- Educators are still trying to figure out what to do about OpenAI's ChatGPT.
- While some professors have embraced it as a tool, others are finding ways to fight its use.
- Some are opting for written exams and personal essays to cut down on cheating.
The growing number of students using the AI program ChatGPT as a shortcut in their coursework has led some college professors to reconsider their lesson plans for the upcoming fall semester.
OpenAI's ChatGPT is advancing every day. The chatbot achieved the highest score on an AP Biology exam and passed a freshman year at Harvard with a 3.34 GPA.
Since its launch, teachers, administrators, and students have questioned AI's role in education. While some schools chose to outright ban the use of ChatGPT, others are exploring ways it can be a tool for learning.
As summer break comes to a close, some college professors are now searching for ways to fight the use of generative AI, making their exams "ChatGPT-proof," Fortune reported.
"Asking students questions like, 'Tell me in three sentences what is the Krebs cycle in chemistry?' That's not going to work anymore, because ChatGPT will spit out a perfectly fine answer to that question," Bill Hart-Davidson, associate dean at Michigan State University's College of Arts and Letters, told Fortune.
Concerned professors told Insider they plan to go back to handwritten assignments and oral exams to avoid the use of generative AI.
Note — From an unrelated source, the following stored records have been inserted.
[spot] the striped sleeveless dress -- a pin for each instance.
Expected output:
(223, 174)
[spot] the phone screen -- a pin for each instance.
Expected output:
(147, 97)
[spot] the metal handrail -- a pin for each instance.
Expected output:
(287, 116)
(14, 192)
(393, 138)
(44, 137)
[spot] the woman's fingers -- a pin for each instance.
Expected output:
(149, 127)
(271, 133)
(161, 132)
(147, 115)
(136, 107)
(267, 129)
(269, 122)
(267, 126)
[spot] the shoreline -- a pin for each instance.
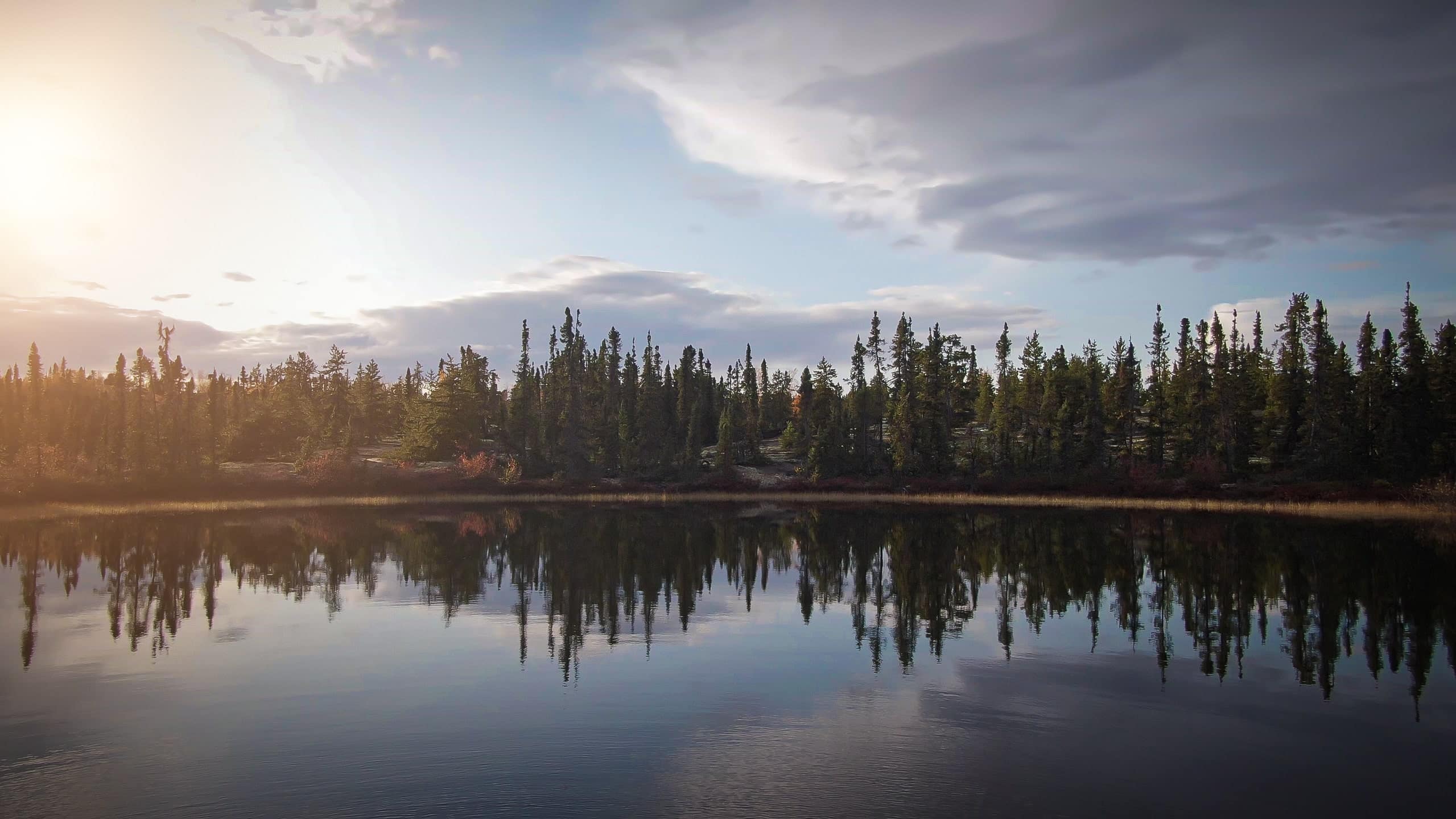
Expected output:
(1403, 511)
"I'm planning on going medieval on the students and going all the way back to oral exams," Christopher Bartel, a philosophy professor at Appalachian State University, told Insider in January. "They can AI generate text all day long in their notes if they want, but if they have to be able to speak it, that's a different thing."
A Canadian writing professor told Fox News that he plans to make assignments more personalized in an effort to cut down the use of ChatGPT on essays.
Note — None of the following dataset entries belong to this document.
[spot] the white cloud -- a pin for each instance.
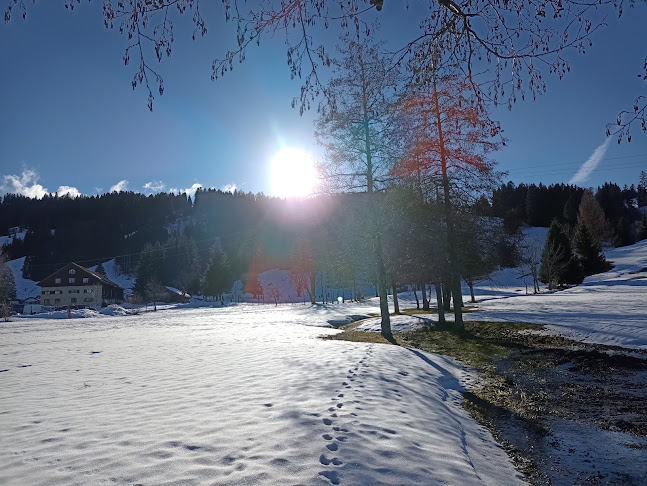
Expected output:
(229, 188)
(189, 191)
(154, 186)
(68, 191)
(25, 184)
(591, 164)
(120, 186)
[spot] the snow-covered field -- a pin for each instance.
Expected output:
(608, 308)
(236, 395)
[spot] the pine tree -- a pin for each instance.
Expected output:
(253, 286)
(624, 235)
(219, 278)
(592, 216)
(558, 264)
(100, 270)
(449, 137)
(591, 257)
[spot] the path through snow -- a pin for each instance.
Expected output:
(238, 395)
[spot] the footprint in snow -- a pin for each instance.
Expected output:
(327, 462)
(331, 476)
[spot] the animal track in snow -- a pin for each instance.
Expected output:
(327, 462)
(331, 476)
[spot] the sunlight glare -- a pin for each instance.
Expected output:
(293, 173)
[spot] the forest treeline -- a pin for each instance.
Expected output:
(233, 235)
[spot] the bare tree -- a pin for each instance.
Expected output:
(503, 46)
(353, 127)
(531, 250)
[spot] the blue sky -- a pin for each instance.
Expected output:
(70, 118)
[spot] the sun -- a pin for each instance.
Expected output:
(293, 173)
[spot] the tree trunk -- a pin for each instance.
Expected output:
(396, 304)
(447, 297)
(425, 301)
(455, 281)
(313, 287)
(440, 304)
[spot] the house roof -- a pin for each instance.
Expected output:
(80, 273)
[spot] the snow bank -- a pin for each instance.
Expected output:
(398, 323)
(62, 314)
(608, 308)
(233, 395)
(114, 310)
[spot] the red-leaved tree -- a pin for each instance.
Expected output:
(447, 137)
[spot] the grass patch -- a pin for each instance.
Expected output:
(411, 312)
(529, 379)
(350, 334)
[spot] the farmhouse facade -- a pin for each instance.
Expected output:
(74, 285)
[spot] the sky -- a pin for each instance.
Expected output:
(71, 123)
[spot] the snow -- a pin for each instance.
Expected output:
(398, 323)
(608, 308)
(112, 272)
(24, 287)
(14, 233)
(177, 291)
(242, 394)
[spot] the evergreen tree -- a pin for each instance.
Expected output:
(353, 127)
(253, 286)
(624, 235)
(148, 275)
(219, 278)
(591, 215)
(591, 257)
(558, 264)
(642, 231)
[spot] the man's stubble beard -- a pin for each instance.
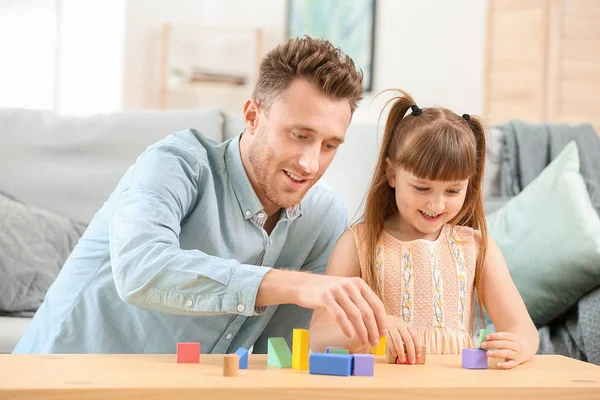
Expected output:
(261, 159)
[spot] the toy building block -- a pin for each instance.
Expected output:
(391, 359)
(363, 365)
(474, 359)
(278, 353)
(481, 338)
(188, 353)
(329, 348)
(396, 360)
(330, 364)
(243, 355)
(338, 351)
(379, 350)
(300, 345)
(231, 365)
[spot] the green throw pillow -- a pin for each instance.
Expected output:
(549, 235)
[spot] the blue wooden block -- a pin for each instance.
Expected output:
(243, 355)
(330, 364)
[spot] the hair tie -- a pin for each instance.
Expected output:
(416, 110)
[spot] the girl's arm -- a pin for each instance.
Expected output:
(516, 339)
(324, 330)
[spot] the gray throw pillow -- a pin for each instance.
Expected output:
(34, 245)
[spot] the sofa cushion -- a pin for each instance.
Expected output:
(69, 165)
(11, 331)
(549, 235)
(34, 245)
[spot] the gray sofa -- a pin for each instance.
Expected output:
(60, 170)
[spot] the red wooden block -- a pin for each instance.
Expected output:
(188, 352)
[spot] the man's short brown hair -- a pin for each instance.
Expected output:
(316, 60)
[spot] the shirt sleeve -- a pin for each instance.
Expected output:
(150, 269)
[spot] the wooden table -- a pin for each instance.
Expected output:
(159, 376)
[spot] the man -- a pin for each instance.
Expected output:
(221, 243)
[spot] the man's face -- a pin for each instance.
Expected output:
(294, 142)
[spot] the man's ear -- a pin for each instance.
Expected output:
(390, 173)
(251, 111)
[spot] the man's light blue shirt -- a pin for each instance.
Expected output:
(177, 253)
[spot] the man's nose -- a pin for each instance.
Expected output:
(309, 159)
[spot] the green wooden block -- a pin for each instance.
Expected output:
(482, 334)
(339, 351)
(278, 353)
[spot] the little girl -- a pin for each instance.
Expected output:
(422, 244)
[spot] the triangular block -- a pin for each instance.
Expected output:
(279, 354)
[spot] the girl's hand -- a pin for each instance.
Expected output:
(505, 345)
(400, 336)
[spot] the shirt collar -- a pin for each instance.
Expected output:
(249, 203)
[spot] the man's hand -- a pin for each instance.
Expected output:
(350, 301)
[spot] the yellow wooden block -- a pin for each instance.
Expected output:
(380, 350)
(300, 346)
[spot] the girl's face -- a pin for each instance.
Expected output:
(425, 206)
Meanwhile, ChatGPT usage dropped almost 10% from May to June, and some techies believe it's because most students went on summer break. If students are the main users of the program, experts think it could mean trouble for OpenAI.
"If it's school kids, that's a real yellow-red flag on the size of the prize," internet analyst Mark Shmulik told Insider. "This idea that if the ChatGPT drop-off is due to students on summer break, that implies a narrower audience and fewer use cases."